No tempo de Fernando Pessoa não havia células fotovoltaicas, nem linhas de alta tensão, muito menos, de muito alta tensão. Ainda assim, acabou com o nome associado àquela que ainda é anunciada como a maior central fotovoltaica do país, quiçá da Europa.
Para escoar tanta energia e apesar das justificações da REN de que toda a energia irá ser introduzida na rede e aí irá para onde calhar,é necessário uma nova rede. Assim é. Tanta é a energia produzida que será necessário construir toda uma linha nova, que irá ligar Ferreira do Alentejo a Sines.
Recentemente foi anunciado que a associação Protege Alentejo propôs uma providência cautelar com vista a parar os trabalhos de construção da linha electrica. Alguns dos fundamentos estão vertidos nas noticias que saíram nos vários órgãos de comunicação social. Mas há muito mais nesta história que os jornais não contam.
Vamos lá …
EIXO DA VERGONHA: A Alta Tensão de Vender a Terra por Migalhas
Há coisas que não se fazem. E há outras que se fazem por meia dúzia de euros o hectare, com IVA incluído e o silêncio como brinde.
Enquanto uns lutam nos tribunais pela suspensão de um projeto ecocida — o famigerado Eixo Ferreira do Alentejo – Vale Pereiro – Sines, a 400 kV — outros assinam contratos de cedência de terreno com a REN como quem vende a alma ao transformador. Literalmente. A troco de uns apoios (de betão, não financeiros), há quem tenha dito: “Cortem o montado. Mas deixem o depósito de gasóleo intacto.”
Os Judas da Alta Tensão
Não se trata apenas de ignorância. Nem de necessidade. Trata-se de conivência bem informada.
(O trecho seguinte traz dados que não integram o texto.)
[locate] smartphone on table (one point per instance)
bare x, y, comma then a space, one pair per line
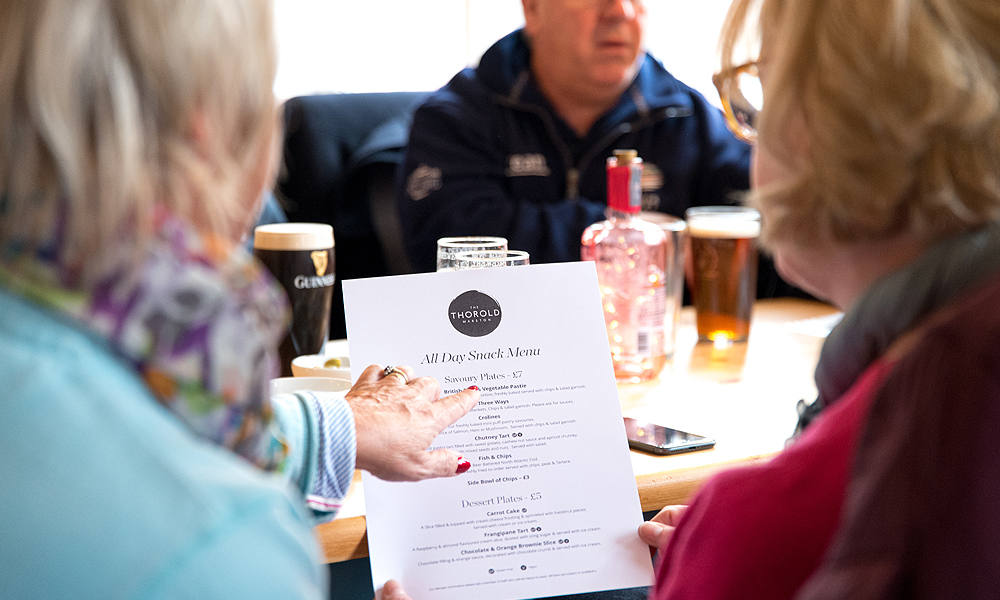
657, 439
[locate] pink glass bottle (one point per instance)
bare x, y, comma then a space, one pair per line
631, 257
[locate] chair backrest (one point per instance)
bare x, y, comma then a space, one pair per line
341, 153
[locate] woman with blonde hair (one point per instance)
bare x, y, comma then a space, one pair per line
137, 337
876, 170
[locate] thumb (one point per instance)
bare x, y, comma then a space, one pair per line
392, 590
655, 534
445, 463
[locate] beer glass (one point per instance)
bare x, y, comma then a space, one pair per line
450, 246
300, 256
488, 259
724, 257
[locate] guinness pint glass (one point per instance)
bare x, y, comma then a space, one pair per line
724, 257
300, 256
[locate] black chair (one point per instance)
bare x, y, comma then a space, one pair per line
341, 152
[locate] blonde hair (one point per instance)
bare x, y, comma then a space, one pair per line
100, 106
900, 104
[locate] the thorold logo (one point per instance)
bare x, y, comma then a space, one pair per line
321, 259
527, 165
474, 314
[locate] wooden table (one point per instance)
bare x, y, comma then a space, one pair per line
743, 395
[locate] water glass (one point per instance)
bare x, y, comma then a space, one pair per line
450, 246
488, 259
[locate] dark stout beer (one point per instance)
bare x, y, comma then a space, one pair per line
300, 256
724, 253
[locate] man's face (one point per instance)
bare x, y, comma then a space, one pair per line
595, 42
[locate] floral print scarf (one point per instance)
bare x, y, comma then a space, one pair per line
200, 321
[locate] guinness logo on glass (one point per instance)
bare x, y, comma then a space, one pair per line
320, 260
474, 314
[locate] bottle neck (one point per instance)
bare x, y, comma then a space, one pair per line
617, 214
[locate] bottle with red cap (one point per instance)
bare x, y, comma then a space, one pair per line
631, 257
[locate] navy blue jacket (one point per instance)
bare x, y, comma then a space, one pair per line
488, 155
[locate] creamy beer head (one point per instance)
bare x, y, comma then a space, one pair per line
293, 236
301, 258
714, 222
724, 257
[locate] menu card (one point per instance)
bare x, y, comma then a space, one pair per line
550, 505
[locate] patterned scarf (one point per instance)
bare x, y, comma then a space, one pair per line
199, 320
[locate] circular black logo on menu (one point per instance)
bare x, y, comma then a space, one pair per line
474, 314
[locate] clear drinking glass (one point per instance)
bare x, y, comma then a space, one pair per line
450, 246
487, 259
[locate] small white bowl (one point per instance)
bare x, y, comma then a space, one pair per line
311, 365
285, 385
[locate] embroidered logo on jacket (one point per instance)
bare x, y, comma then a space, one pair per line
422, 181
527, 165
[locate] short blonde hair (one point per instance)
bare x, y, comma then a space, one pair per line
98, 102
900, 103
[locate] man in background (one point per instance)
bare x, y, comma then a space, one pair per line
517, 146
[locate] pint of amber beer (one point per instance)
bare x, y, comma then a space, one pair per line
724, 257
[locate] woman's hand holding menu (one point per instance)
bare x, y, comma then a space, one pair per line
397, 421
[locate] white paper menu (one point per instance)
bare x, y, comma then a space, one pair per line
550, 505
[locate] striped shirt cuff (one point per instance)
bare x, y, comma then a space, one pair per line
337, 450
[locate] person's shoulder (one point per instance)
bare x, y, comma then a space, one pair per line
110, 491
479, 87
661, 88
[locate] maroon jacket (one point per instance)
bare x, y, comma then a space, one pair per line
894, 492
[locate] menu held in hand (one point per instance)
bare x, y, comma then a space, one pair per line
550, 505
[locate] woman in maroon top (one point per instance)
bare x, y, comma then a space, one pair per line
877, 173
Os contratos de servidão foram celebrados depois da Avaliação de Impacte Ambiental, depois das reservas técnicas, e depois da identificação clara de zonas REN, RAN, ZEC, ZPE e IBA. Mas, aparentemente, a leitura desses documentos causaria alergias severas — ou atritos com o lucro.
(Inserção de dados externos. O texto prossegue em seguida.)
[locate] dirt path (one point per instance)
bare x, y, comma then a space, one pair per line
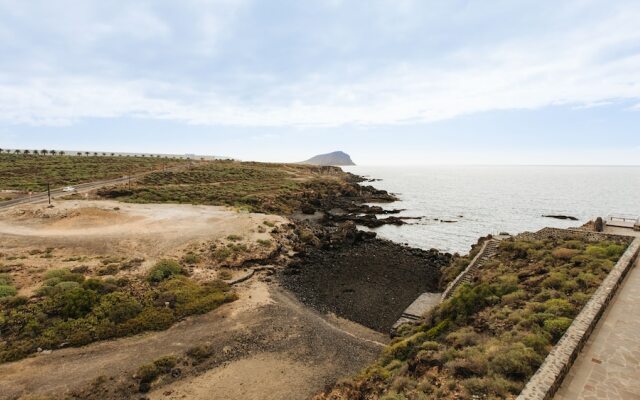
83, 233
291, 350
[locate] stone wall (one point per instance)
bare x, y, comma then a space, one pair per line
547, 380
558, 233
464, 276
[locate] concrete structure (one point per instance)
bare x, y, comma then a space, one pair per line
423, 304
623, 221
488, 250
616, 380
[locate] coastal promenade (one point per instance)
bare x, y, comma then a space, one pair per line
608, 367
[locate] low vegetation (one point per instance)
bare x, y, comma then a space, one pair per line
72, 310
31, 172
257, 187
490, 337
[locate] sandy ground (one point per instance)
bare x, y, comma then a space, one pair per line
87, 232
268, 346
108, 226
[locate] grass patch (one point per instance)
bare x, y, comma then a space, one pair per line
77, 311
256, 187
489, 337
32, 172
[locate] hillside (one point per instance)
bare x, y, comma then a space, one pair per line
337, 158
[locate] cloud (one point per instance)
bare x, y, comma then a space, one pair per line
586, 64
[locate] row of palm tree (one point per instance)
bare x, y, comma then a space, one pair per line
80, 153
36, 152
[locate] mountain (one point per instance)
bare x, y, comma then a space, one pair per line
337, 158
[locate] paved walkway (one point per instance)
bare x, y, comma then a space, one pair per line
609, 365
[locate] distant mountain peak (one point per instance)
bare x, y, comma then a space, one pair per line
337, 158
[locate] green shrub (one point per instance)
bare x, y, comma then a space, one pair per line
557, 326
164, 269
463, 337
118, 307
490, 386
537, 342
564, 254
147, 373
7, 291
99, 286
165, 364
554, 280
5, 279
191, 258
62, 275
264, 242
560, 307
515, 361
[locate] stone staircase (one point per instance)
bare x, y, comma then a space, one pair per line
488, 251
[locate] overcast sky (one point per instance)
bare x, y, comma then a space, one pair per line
388, 81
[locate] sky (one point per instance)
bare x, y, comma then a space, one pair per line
391, 82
Esses terrenos que agora receberão torres metálicas como se fossem estacas num enterro rural... pertencem a pessoas. A vizinhos. A proprietários que preferiram a transferência bancária ao sobro, e a promessa de uma indemnização ao património biológico. C
Parcerias para a Devastação Sustentável™
Não nos iludamos: sem estas cedências “voluntárias”, o projeto teria de enfrentar expropriações. E isso implicava, imaginem, resistência. Em vez disso, temos adesão entusiástica. Temos reuniões com vinho e envelopes. Temos empresários agrícolas a fazer contas de cabeça à próxima captação de fundos do PRR para “reequipar” a herdade já eletrificada.
Um traçado que rasga mais do que território
A linha de alta tensão não corta só árvores. Corta vínculos. Corta confiança. Corta qualquer réstia de coerência entre discursos públicos de “sustentabilidade rural” e práticas privadas de venda do ecossistema por trocos. É difícil falar de proteção ambiental quando o vizinho de cima está a montar o apoio 127 no coração do montado.
Um negócio desequilibrado
Mas convenhamos: há quem ache que vender o campo é progresso. Que trocar um sobreiral por um corredor de 400 kV é “modernização energética”. Que a presença de espécies em perigo pode ser mitigada com... compensações. Uns hectares de mato plantado a eucalipto, claro.
Infelizmente, o ar fresco do Alentejo ainda não dá para pagar contas. Mas já vimos que a alta tensão pode dar para umas férias.
Para quem cedeu, fica a lembrança: o traçado também passa pela consciência. E essa, não tem cláusula de indemnização.